A month ago the chaplain's secretary phoned. Would I read a lesson on Christmas morning? Normally I agree and wait to see if I am the warm up man with Isaiah chapter 9, or top of the bill with Luke chapter 2. This time I stammered an apology. After an unbroken run since 1971 I would not—barring accidents—be in hospital this Christmas.

Nor would most of my colleagues. In our consultants' dining room there would be mince pies and a dwindling band of doctors—some reminiscing about Christmas Past when the ward sister sipped an unaccustomed sherry and the senior consultant, in a funny hat, carved the turkey. Neither she nor he would have dreamed of taking Christmas off.

My medical generation experienced the end of an era stretching back to Dickens' time, when the festive season lasted only a day or two.

In A Christmas Carol, Fezziwig's clerks worked normally on 24 December. Not until 7 pm did their boss give the signal to roll up the carpet and start the dancing. And they were back in the office on Boxing Day.

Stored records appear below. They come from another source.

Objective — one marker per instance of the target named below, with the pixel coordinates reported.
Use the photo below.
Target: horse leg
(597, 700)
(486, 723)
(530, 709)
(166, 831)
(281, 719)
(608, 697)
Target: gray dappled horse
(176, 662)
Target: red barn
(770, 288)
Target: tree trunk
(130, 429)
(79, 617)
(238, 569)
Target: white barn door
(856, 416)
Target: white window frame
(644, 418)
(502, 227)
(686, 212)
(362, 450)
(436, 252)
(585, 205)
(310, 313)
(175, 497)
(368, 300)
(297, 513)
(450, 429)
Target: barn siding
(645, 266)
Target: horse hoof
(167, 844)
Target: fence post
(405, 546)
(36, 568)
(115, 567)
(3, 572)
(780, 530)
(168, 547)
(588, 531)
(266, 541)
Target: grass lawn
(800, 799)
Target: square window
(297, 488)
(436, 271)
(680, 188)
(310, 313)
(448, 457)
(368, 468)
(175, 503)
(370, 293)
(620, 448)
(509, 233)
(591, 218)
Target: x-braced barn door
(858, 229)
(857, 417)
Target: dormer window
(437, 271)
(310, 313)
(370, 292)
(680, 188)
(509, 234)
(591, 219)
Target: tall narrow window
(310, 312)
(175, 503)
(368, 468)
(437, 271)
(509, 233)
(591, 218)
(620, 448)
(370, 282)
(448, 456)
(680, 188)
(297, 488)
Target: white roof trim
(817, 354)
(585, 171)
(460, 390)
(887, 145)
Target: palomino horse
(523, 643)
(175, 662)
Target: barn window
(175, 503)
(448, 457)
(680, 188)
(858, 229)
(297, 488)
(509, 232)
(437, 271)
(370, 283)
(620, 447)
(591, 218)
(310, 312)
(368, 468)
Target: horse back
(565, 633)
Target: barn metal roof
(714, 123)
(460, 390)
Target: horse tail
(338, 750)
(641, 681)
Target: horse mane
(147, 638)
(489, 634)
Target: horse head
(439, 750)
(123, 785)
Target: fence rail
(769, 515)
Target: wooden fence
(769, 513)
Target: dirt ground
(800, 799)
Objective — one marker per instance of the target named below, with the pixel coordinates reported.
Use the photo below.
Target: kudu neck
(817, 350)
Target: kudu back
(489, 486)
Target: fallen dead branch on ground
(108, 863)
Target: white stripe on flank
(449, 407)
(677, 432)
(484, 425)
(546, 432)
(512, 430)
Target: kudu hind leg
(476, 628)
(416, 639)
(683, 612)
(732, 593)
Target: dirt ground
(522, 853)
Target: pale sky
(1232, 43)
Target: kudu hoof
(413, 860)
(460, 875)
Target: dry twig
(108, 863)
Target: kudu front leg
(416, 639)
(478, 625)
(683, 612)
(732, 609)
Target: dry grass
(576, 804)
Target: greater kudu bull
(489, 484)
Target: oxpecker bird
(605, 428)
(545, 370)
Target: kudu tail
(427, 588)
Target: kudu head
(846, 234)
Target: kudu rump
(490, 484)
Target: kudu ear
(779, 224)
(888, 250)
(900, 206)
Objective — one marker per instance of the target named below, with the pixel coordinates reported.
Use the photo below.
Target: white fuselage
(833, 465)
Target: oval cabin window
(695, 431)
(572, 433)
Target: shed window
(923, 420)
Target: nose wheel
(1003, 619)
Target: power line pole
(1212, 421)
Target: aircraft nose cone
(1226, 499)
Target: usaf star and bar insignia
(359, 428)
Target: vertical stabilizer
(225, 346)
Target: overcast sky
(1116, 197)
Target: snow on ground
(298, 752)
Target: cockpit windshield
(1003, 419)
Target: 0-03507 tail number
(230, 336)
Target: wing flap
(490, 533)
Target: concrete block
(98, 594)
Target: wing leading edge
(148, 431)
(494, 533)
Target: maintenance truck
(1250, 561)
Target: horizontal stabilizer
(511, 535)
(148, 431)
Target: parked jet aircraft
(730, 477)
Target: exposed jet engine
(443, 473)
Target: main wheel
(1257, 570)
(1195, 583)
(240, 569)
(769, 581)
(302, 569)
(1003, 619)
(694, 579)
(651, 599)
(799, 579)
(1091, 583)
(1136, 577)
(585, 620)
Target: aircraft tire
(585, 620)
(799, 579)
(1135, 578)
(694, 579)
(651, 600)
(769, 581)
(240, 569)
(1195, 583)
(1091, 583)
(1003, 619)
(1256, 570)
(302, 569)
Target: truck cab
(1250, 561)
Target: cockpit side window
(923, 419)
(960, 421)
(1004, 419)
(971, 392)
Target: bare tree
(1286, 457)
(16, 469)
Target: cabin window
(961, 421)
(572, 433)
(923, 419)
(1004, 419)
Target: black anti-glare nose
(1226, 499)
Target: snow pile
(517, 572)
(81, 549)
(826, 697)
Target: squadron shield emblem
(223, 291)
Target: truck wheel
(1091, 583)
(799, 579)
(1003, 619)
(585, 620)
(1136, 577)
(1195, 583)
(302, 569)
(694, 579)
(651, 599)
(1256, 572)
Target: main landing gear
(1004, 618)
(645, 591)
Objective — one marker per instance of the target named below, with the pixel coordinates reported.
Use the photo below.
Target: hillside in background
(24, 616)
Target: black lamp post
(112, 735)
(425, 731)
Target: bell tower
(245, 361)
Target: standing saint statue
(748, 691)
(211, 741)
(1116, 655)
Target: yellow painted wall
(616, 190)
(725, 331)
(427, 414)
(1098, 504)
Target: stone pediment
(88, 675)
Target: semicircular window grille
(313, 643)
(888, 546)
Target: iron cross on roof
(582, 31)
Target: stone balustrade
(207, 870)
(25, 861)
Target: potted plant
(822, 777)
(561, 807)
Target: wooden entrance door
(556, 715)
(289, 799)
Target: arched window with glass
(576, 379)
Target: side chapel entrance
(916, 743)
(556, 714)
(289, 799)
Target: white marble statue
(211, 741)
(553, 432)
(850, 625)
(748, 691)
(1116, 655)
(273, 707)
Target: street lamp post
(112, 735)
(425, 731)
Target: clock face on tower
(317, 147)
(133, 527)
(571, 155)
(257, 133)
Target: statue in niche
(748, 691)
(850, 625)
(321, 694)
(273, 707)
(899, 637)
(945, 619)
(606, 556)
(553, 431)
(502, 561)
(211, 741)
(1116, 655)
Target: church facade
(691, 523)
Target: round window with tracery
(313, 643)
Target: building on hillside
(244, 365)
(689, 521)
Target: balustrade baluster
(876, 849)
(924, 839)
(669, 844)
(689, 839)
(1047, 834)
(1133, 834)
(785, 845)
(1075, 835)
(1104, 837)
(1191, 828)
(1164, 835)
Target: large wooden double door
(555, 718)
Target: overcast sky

Nowadays parties begin in early December, and the 25th is a blessed relief for everyone except the very young.

Our family stoutly maintained the old tradition. From an early age, our children took it for granted that after Santa had called, you went to hospital to show your toys to the midwives. Later, as students home for the holidays, they automatically woke up, programmed to walk the wards.

In recent years skeleton staffs of nurses began to look puzzled by our presence, and patients became fewer and iller. The lord mayor, the Salvation Army band, and our family followed one another around, hoping to find a patient who could speak or a Christmas mum who could smile while holding on to her caesarean stitches.

This year both children spent the winter abroad—trying, perhaps, to let us down gently and break a 26 year habit. My wife and I decided that rather than buy a tiny turkey and one cracker we too would leave town.

The chaplain was understanding. The nurses chided me, not for going, but for returning early and missing a pagan Hogmanay in Edinburgh.

Please, anything is better than that, even Isaiah.